Our cohort prospective study investigated the effect of anemia treatments on FGF-23,LVH regression and endothelial dysfunction in CKD and kidney transplant recepients.
This cohort prospective study included 120 patients at recruitment, they were divided into 2 groups chronic Kidney Disease group (CKD)including 89 patients and renal transplanted (Tx) including 31 patients. The chronic kidney disease (CKD) group age mean 47 years( + 16.2) while The transplanted ( Tx) group mean age for the latter 35 years ( + 12.2).The study population were subdivided into 2 groups in each arm based on Hb level and transferrin saturation (TSAT%) where the cutoff points were Hb <10gm/dl and TSAT <20% into severe and non-severe anaemia subgroups.
All study population received oral iron in dose 567mg ferrous glycine sulphate complex (equivqlent to 100mg elemental iron) for a duration 1-3 months and were followed up to 6 months. ESA therapy was prescribed to 86.5 % in CKD patients in doses 4000 IU / week to 1200 IU / week. All patients were subjected for full clinical examination and the following laboratory investigation:
• Serum creatinine and blood urea nitrogen and eGFR using CKD-EPI equation,
• Full blood count.Serum iron, Total iron binding capacity(TIBC) and transferrin saturation (TSAT). Serum calcium,phosphorus and iPTH levels,Fibroblast growth factor-23.

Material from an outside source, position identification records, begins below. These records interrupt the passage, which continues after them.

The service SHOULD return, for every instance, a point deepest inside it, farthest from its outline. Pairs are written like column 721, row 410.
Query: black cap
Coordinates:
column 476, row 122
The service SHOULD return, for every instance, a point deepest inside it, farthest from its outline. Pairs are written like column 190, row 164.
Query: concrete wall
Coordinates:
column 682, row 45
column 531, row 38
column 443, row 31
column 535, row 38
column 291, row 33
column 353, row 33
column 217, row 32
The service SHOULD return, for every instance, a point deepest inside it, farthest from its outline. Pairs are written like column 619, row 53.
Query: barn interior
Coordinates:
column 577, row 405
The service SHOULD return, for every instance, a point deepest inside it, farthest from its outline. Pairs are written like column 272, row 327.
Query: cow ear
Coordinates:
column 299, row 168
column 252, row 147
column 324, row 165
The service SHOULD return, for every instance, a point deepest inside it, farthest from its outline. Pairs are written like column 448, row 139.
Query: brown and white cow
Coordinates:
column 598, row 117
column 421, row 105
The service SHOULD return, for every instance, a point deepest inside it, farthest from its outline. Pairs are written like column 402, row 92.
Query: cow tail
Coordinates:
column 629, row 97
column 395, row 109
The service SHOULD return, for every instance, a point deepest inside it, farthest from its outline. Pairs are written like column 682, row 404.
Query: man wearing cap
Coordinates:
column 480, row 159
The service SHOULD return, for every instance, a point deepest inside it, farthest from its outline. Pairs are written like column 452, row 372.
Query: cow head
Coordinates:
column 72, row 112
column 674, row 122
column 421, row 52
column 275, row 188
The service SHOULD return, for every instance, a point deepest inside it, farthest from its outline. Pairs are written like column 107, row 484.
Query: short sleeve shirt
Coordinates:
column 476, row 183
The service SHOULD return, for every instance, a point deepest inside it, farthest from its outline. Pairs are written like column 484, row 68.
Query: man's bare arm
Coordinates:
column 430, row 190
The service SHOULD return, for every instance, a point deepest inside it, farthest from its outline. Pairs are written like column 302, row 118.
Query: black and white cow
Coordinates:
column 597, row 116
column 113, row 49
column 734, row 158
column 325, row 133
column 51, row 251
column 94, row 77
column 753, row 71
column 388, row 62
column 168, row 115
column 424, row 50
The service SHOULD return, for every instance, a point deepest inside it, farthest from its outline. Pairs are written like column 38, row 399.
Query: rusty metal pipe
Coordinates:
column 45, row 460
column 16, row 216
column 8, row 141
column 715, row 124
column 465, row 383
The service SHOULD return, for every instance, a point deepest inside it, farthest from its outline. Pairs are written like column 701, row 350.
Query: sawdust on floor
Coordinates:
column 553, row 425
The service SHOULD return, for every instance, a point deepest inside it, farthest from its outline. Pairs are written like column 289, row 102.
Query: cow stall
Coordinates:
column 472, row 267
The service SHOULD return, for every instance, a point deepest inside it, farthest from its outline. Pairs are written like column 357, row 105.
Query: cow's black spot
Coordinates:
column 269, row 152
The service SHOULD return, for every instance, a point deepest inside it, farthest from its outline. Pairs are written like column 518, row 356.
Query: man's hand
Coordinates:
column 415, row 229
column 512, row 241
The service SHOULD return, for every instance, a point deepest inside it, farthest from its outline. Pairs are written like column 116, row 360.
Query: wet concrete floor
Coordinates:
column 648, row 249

• Detailed echocardiography including EF, IVS thickness, posterior wall thickness, left ventricular end –diastolic and end- systolic diameter and LV mass and correlated with body surface area for LV mass index.
• Flow mediated vasodilatation. Tacrolimus and Cyclosporin trough levels were also estimated.
A significant positive correlation was found between baseline hemoglobin and reduction of FGF-23 only in CKD subgroup <10gm/dl level would benefit from treatment of IDA to decrease FGF-23 as for each 1 gm/dl increase in hemoglobin level a reduction in FGF-23 level by 51.7 pg/ml. Also a negative correlation of reduction of LV mass in subgroup of severe anemia with hemoglobin < 10 gm/dl and both subgroups of renal transplant groups.
It was found that a negative correlation between baseline hemoglobin and delta Flow mediated vasodilatation in CKD patients subgroups non-severe anemia and severe anemia group, significant positive correlation between baseline hemoglobin and change in Flow mediated vasodilatation in transplant subgroup while strength of this correlation is weak in CKD severe subgroup but still statistical significant.